Bereits Ende 2022 wurde das System deutlich vereinfacht. Seitdem konnten Daten eines früheren E-Tickets übernommen werden, was die Eingabe bei wiederkehrenden Reisen erheblich verkürzte. Außerdem konnte der Nachweis per E-Mail versendet werden und Ein- und Ausreise ließen sich stärker miteinander verbinden. Gleichzeitig entfiel die während der Pandemie eingeführte Gesundheitserklärung aus dem Formular.

2026 geht Migración nun einen Schritt weiter. Statt lediglich Daten eines alten E-Tickets über einen Code wiederzuverwenden, soll das System den Menschen hinter diesen Reisen erkennen: eigenes Konto, gespeicherte Personendaten, Familie und regelmäßig mitreisende Personen.

Parallel arbeitet die Migrationsbehörde an einer stärkeren biometrischen Verknüpfung ihrer Systeme und hat unter anderem eine zukünftige Verbindung des E-Tickets mit Gesichtserkennung sowie automatisierten E-Gates angekündigt. Das gehört allerdings zur weiteren technischen Entwicklung der Grenzkontrollen und sollte nicht damit verwechselt werden, was man derzeit beim normalen Ausfüllen des E-Tickets erledigen muss.

Was wurde eigentlich aus der Touristenkarte?

Die Touristenkarte ist nicht verschwunden – sie begegnet den meisten Flugpassagieren heute nur nicht mehr sichtbar. Und mit dem E-Ticket hat sie trotz gelegentlicher Verwechslung nichts zu tun.
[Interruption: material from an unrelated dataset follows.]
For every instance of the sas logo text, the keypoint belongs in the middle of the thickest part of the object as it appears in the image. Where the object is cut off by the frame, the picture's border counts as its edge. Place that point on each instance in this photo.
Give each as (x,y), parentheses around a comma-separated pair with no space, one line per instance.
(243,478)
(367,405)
Die dominikanische Tarjeta de Turista ist eine staatliche Abgabe für die touristische Einreise und kostet weiterhin 10 US-Dollar pro Einreise.

Früher gehörte sie sichtbar zum Reiseablauf. Je nach Zeitraum und Art der Anreise wurde sie vor der Reise oder bei der Ankunft gekauft und war damit ein eigener Schritt auf dem Weg durch den Flughafen.

Seit dem 25. April 2018 läuft das bei Flugreisen anders. Bei Flugtickets, die außerhalb der Dominikanischen Republik ausgestellt werden, wird die Gebühr automatisch in den Ticketpreis eingerechnet. Wer mit einem normalen internationalen Linien- oder Charterflug ankommt, muss deshalb am Flughafen keine zusätzliche Touristenkarte mehr kaufen.

Die Touristenkarte existiert also weiterhin. Verschwunden ist vor allem ihre frühere Form als separat zu bezahlende beziehungsweise vorzuzeigende Karte.

Das E-Ticket dagegen ist etwas völlig anderes. Es ist ein kostenloses elektronisches Formular für Migration und Zoll. Es ersetzt keine Touristenkarte und erhebt auch keine zusätzliche Einreisegebühr.

Wer auf dem Land- oder Seeweg in die Dominikanische Republik einreist, kann die Touristenkarte weiterhin an den dafür vorgesehenen Verkaufsstellen an Grenzübergängen oder Häfen erwerben.

Dominikanische Staatsangehörige, Personen mit dominikanischer Aufenthaltsgenehmigung und weitere von der Abgabe ausgenommene Gruppen müssen die Touristenkarte nicht bezahlen. Wurde sie trotzdem über ein im Ausland ausgestelltes Flugticket berechnet, sieht die dominikanische Steuerbehörde DGII ein Erstattungsverfahren vor.

Die Entwicklung lässt sich deshalb recht einfach zusammenfassen: Seit 2018 steckt die Touristenkarte bei Flugreisen im Ticketpreis. Ab 2020 wanderten die früheren Einreise- und Zollformulare ins E-Ticket. Beides begegnet einem am Flughafen heute kaum noch sichtbar – abgeschafft wurde aber nur ein Teil des Papierkrams.